Modern software tools allow students to express themselves in ways that suit their preferences and needs. Students who are more comfortable speaking rather than writing can submit their assignments as videos. Using online group discussions, shy students can share their learnings, request help when they need it and practice peer mentoring.

We know from research and from special education practices, that students thrive more when they have a support network. How can we translate that aspect for the broader student population? Can technology and contemporary pedagogy shift a teacher’s focus from lecturing and grading papers to a more personalized approach? These are hard questions, with daunting facets and no easy answer, but I believe we need to ask them.

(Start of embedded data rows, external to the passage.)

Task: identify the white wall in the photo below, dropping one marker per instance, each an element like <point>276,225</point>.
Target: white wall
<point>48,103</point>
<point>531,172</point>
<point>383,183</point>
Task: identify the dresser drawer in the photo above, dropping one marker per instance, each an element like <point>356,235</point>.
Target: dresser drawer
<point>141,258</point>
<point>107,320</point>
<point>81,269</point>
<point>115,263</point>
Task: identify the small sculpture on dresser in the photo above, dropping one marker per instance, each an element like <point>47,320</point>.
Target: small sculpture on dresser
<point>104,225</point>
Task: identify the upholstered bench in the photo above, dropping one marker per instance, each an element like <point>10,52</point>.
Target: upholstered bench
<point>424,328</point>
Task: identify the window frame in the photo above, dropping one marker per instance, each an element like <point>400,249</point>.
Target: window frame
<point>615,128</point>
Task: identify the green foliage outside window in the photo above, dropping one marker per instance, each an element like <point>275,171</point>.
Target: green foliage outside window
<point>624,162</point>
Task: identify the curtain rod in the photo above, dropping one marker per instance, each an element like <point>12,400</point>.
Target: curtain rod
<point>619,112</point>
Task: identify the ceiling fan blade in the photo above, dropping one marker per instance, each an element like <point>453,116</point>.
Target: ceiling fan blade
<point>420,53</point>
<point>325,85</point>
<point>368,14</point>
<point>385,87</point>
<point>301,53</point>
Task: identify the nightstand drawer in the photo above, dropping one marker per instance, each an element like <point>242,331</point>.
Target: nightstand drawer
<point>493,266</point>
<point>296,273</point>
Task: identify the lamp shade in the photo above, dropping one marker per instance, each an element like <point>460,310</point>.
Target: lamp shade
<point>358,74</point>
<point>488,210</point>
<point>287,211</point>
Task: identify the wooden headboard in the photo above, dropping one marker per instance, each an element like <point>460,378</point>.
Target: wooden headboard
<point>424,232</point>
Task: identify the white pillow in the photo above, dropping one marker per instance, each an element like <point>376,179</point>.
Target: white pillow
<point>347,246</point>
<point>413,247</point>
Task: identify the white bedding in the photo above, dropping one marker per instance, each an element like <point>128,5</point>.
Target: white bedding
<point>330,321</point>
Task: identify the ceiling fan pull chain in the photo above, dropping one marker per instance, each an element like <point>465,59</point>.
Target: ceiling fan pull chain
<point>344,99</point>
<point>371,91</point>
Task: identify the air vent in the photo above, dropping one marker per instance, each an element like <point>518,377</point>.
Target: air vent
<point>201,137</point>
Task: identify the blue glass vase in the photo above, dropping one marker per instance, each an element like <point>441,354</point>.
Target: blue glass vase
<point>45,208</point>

My journey as Lyra’s father has brought home how important it is to learn from people other than ourselves. Inclusive design has become my new guiding principle. I believe it can be applied to education and can help prepare any child for the world they will one day inherit. Leading with empathy, we can build on the foundation of special education practices and create an educational journey for all children that is more supportive of their unique gifts and instills in them a love of learning–and empathy for others.

I’m not implying that personalized learning will replace special education programs like IEPs. Such programs provide much needed support and advocacy for some of our most vulnerable children. Instead, personalized learning and special education can complement one another.

Lyra is 10 years old now. She loves to count, sing Sesame Street songs and make her own slime. There’s a team of people who come together with Lyra to build her learning around her favorite things. I look forward to a day when the level of energy, love and dedication that my own daughter receives in her educational journey is available to every child in the world.